Which SPF (Really) Makes Sense for the Beach?
I love the beach and I hate the beach. I am Howard Hughes about the sun—a conflicted Howard Hughes, ever since the vitamin-D-deficiency reports began emerging—so the beach I love is a shady one (say, this one at The Brando in French Polynesia). The truth is, the picture about SPF and health is incomplete, no matter how simple the chemical-sunscreen-manufacturer-sponsored PSA’s about safe sun make it sound. Amid all the confusion, here are my strategies, along with my favorite new tube of SPF for the beach (or a major hike, long run, etc.).
My stepfather died of melanoma; I wear (mineral) SPF at-least-15 on my face and hands—and take 2,000 iu of vitamin D most days. If it’s raining, I usually skip the SPF—despite the fact that a scientist once assured me, as we sat inside a curtained room on a rainy day, that we were still getting plenty of UV light just sitting there. Anyone who claims to know the answer of the precise formula for optimum health/anti-aging vis a vis sun protection is just that, claiming to know.

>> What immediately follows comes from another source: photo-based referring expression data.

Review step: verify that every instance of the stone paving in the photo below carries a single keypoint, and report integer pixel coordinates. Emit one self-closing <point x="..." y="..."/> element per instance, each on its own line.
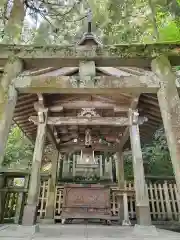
<point x="88" y="232"/>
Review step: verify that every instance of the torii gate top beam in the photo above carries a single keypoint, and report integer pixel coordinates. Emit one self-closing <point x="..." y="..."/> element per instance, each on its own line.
<point x="136" y="55"/>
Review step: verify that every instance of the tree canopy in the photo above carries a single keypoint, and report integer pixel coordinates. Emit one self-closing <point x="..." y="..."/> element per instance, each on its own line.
<point x="42" y="22"/>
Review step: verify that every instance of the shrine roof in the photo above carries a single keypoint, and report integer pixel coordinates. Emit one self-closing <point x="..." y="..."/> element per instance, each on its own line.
<point x="110" y="135"/>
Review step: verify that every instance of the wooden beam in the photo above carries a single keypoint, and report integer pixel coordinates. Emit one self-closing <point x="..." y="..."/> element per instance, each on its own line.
<point x="78" y="147"/>
<point x="135" y="55"/>
<point x="94" y="85"/>
<point x="126" y="133"/>
<point x="87" y="104"/>
<point x="103" y="121"/>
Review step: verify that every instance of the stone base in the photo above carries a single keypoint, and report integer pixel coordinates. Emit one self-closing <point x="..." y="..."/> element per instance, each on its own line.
<point x="145" y="230"/>
<point x="29" y="215"/>
<point x="143" y="215"/>
<point x="126" y="223"/>
<point x="47" y="221"/>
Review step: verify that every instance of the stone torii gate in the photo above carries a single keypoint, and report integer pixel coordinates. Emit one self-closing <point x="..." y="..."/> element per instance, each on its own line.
<point x="17" y="60"/>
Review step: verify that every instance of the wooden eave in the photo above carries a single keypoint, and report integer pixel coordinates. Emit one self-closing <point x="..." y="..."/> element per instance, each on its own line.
<point x="148" y="107"/>
<point x="134" y="55"/>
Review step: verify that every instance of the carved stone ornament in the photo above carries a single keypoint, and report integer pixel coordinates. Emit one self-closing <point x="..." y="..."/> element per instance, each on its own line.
<point x="88" y="112"/>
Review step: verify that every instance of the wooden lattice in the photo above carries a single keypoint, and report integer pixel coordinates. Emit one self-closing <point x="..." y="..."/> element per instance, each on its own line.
<point x="43" y="197"/>
<point x="163" y="201"/>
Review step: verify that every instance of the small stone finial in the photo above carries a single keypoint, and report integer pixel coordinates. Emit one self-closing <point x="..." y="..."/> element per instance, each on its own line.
<point x="89" y="18"/>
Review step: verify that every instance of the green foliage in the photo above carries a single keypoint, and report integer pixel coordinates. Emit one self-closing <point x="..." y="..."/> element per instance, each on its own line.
<point x="155" y="156"/>
<point x="19" y="150"/>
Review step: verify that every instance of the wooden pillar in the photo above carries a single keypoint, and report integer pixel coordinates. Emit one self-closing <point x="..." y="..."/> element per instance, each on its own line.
<point x="109" y="166"/>
<point x="126" y="221"/>
<point x="19" y="208"/>
<point x="100" y="166"/>
<point x="74" y="165"/>
<point x="30" y="210"/>
<point x="49" y="218"/>
<point x="120" y="169"/>
<point x="169" y="104"/>
<point x="120" y="181"/>
<point x="65" y="165"/>
<point x="8" y="98"/>
<point x="2" y="198"/>
<point x="142" y="201"/>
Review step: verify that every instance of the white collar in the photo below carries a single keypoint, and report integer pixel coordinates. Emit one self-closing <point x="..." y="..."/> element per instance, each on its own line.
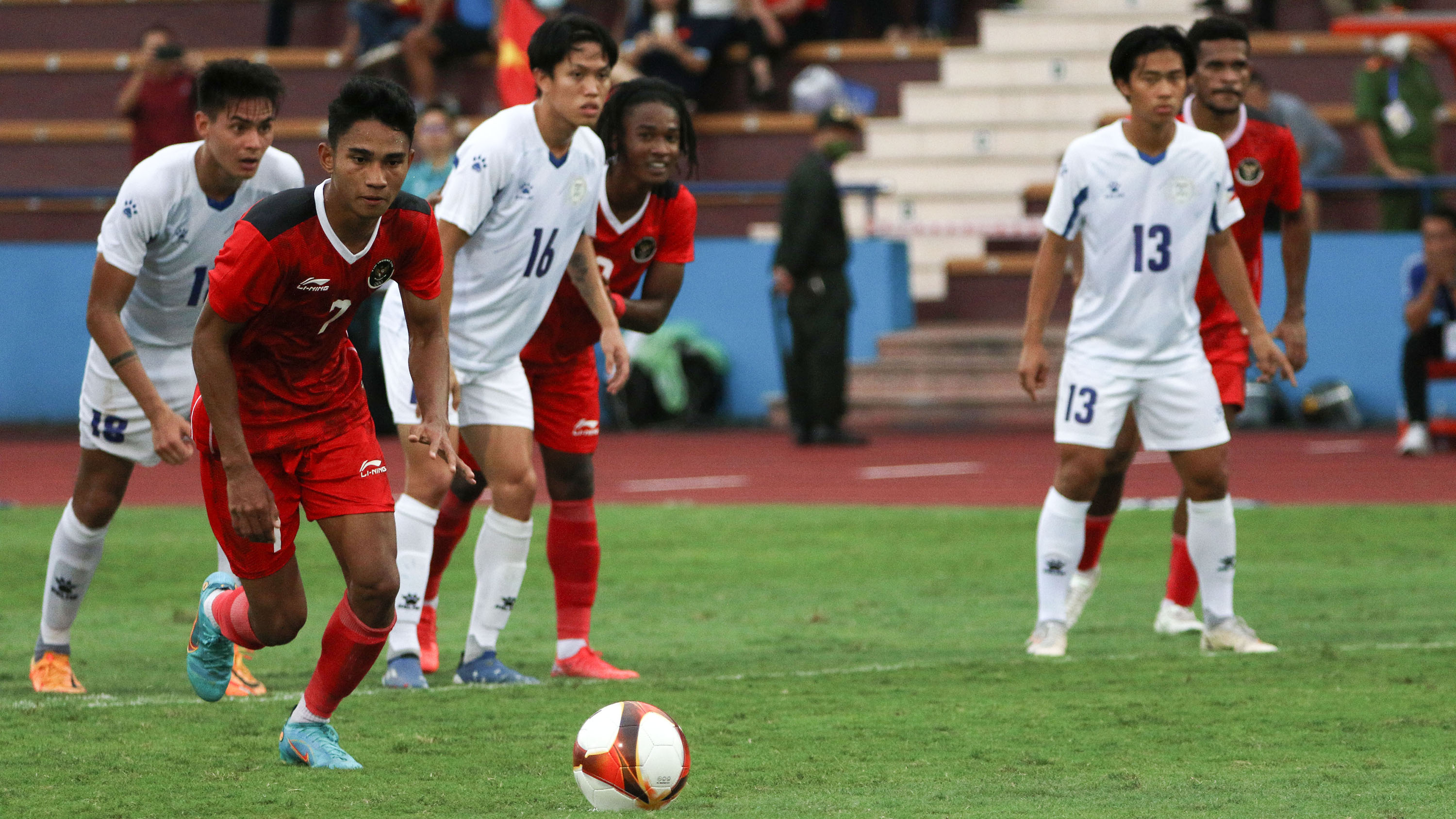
<point x="612" y="219"/>
<point x="334" y="238"/>
<point x="1238" y="131"/>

For the beach, however, the protocol is crystal-clear: Nobody needs that level of sun exposure, ever. I wear mineral SPF 30 and over, reapplying like a fanatic. Mineral formulas are critical at the beach for another reason: Chemical sunscreen isn’t just bad (endocrine disrupting/skin irritating/not proven to prevent melanoma) for you, many of the formulas degrade coral—so by wearing them in the ocean, you are actively helping to decimate the ocean.
So 100 percent mineral (under the active ingredients there should be zinc oxide and/or titanium dioxide, and nothing else) lotion (sprays are no good for you, whether chemical or mineral), SPF 30 or above. Mineral SPF 50s can be thick and pasty—but this one from Naturopathica is not. Instead, it is heaven: It smooths in easily, like a great moisturizer, and your skin immediately feels soft and matte, and it has a faint, forest-y scent. I keep it in my makeup bag, because you never know when all of a sudden you find yourself in full-on, inescapable sun—and Howard Hughes prefers an escape one, particularly one in a glamorous French-pharmacy tube.

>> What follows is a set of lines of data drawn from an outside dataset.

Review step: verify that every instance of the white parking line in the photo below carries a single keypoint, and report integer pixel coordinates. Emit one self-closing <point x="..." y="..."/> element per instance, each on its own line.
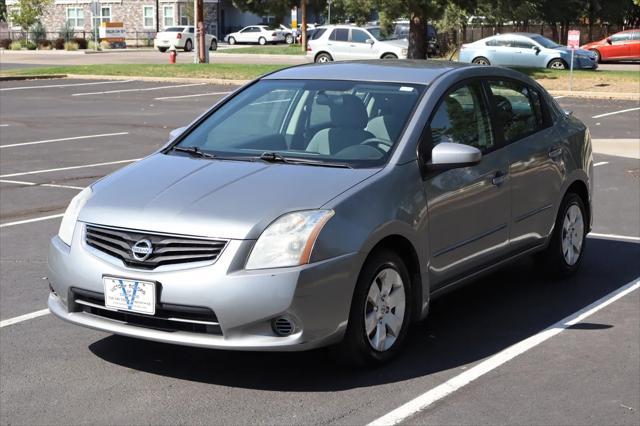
<point x="51" y="185"/>
<point x="68" y="168"/>
<point x="35" y="219"/>
<point x="614" y="237"/>
<point x="615" y="112"/>
<point x="191" y="96"/>
<point x="6" y="89"/>
<point x="24" y="317"/>
<point x="428" y="398"/>
<point x="64" y="139"/>
<point x="139" y="90"/>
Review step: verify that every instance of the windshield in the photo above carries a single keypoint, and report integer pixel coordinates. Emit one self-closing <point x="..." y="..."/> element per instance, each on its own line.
<point x="545" y="42"/>
<point x="380" y="35"/>
<point x="328" y="122"/>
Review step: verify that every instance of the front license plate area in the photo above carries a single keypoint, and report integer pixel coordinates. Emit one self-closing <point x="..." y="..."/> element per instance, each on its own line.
<point x="129" y="295"/>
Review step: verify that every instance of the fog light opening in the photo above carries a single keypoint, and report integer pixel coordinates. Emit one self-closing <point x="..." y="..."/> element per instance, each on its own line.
<point x="283" y="326"/>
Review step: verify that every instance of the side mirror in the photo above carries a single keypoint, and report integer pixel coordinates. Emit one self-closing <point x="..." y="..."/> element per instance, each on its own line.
<point x="176" y="132"/>
<point x="447" y="155"/>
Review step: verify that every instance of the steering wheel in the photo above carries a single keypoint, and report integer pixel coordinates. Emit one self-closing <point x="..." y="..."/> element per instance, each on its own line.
<point x="376" y="142"/>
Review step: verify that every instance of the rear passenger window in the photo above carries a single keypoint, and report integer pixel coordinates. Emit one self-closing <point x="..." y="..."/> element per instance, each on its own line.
<point x="518" y="107"/>
<point x="340" y="34"/>
<point x="462" y="118"/>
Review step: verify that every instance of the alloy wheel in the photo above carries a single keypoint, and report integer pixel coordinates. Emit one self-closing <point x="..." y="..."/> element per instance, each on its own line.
<point x="384" y="309"/>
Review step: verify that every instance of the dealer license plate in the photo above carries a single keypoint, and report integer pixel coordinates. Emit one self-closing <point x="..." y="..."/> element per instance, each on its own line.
<point x="130" y="295"/>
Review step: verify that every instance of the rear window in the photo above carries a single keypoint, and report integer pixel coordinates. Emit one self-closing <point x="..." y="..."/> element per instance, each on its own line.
<point x="340" y="34"/>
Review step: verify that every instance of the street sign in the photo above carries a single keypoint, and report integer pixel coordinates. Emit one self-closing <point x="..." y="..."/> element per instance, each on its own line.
<point x="573" y="39"/>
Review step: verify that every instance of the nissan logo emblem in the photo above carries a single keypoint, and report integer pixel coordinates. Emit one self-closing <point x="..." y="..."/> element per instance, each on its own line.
<point x="142" y="250"/>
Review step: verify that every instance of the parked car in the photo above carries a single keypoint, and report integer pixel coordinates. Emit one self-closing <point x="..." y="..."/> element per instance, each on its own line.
<point x="327" y="205"/>
<point x="525" y="50"/>
<point x="401" y="31"/>
<point x="347" y="42"/>
<point x="624" y="45"/>
<point x="261" y="34"/>
<point x="182" y="37"/>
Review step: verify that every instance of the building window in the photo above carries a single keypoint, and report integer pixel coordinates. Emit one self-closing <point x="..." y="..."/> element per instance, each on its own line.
<point x="185" y="14"/>
<point x="148" y="16"/>
<point x="75" y="17"/>
<point x="105" y="14"/>
<point x="167" y="13"/>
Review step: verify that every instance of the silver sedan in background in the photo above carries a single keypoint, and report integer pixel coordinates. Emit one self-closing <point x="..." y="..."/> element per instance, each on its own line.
<point x="327" y="205"/>
<point x="525" y="50"/>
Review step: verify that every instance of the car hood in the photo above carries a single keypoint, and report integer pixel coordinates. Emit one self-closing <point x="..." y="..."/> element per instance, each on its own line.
<point x="212" y="198"/>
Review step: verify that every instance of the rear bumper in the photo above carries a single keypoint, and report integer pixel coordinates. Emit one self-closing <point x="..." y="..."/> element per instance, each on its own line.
<point x="317" y="297"/>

More beach survival strategies:
The sun-safest times to go—before 10am and after 4pm—also happen to be the prettiest time at any beach, not to mention the time of most-forgiving light, for anyone who feels over-exposed in a bathing suit.
Get a sleek, glamorous, long-sleeved rash guard. (They look sexy with a bikini bottom.)
Apply this SPF 50 body butter from All Good—how chic is the tin??—constantly, to every exposed body part.